Rise of the Planet of the Apes: ****

Running time: 105 mins  Certificate: 12A

Synopsis: Scientist Will Rodman is researching a cure for Alzheimer’s. He takes home Caesar a baby chimpanzee after its test subject mother is destroyed. Will discovers that the chimp shows levels of high intelligence. But after attacking a neighbour, Caesar is placed into an ape facility where he learns the struggle of his own kind.


An odd choice of a franchise to resurrect from the dead, since Fox’s last attempt was a critical failure. But Tim Burton’s underrated re-imagining of the classic Planet of the Apes did make a fair chunk of change at the worldwide box office over 10 years ago.


Now it is British director Rupert Wyatt’s turn after his impressive debut with the prison drama The Escapist.

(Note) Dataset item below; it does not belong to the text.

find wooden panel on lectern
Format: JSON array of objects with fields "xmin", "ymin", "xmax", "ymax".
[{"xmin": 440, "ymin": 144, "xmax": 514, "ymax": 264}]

As with most of these reboots the decision has been made to start from the beginning and how the apes became the superior race of the Earth. This works incredibly well as we have been given a little back-story from the original and the mediocre sequels, but we now know the full extent to how these animals became so intelligent.


The pace of the whole piece is relentless without hindering the overall plot. Within the opening scenes we are treated to an escaped chimp running amok throughout the facility. Then to Caesar’s overall frustration in trying to becoming human and after being turned over to the ape facility learns that he is a completely different creature. These scenes have genuinely touching moments that will move the audience.


This could have failed miserably if it were not for the astounding performances not only from the ape performers, but also from AndySerkis who has become a CGI character genius. The emotion and physical expressions that he gives to Caesar are bewildering in that the character feels and looks incredibly real. It will be very surprising if he is not on the nomination list for Best Supporting Actor at next year’s Oscars.


Weta have created absolutely breathtaking special effects, whether it is the character of Caesar or the amazing finale of a full ape uprising in downtown San Francisco.


The human characters are almost as good as their animal counterparts. Tom Felton proves that there is more to his career than Harry Potter with another nasty evil juvenile character. John Lithgow gives a heartbreaking subtlety to the role of the father. James Franco shows that he could be the next eccentric male character actor to hit the big time after Johnny Depp. Only Freida Pinto fails to impress, but this may be due to her fairly underwritten role of the love interest.


Not only is the surprise of the Summer, it is also one of the films of year and possibly the best of the franchise. Please Fox do not take another 10 years to make a follow up and while your at it give the job to Wyatt.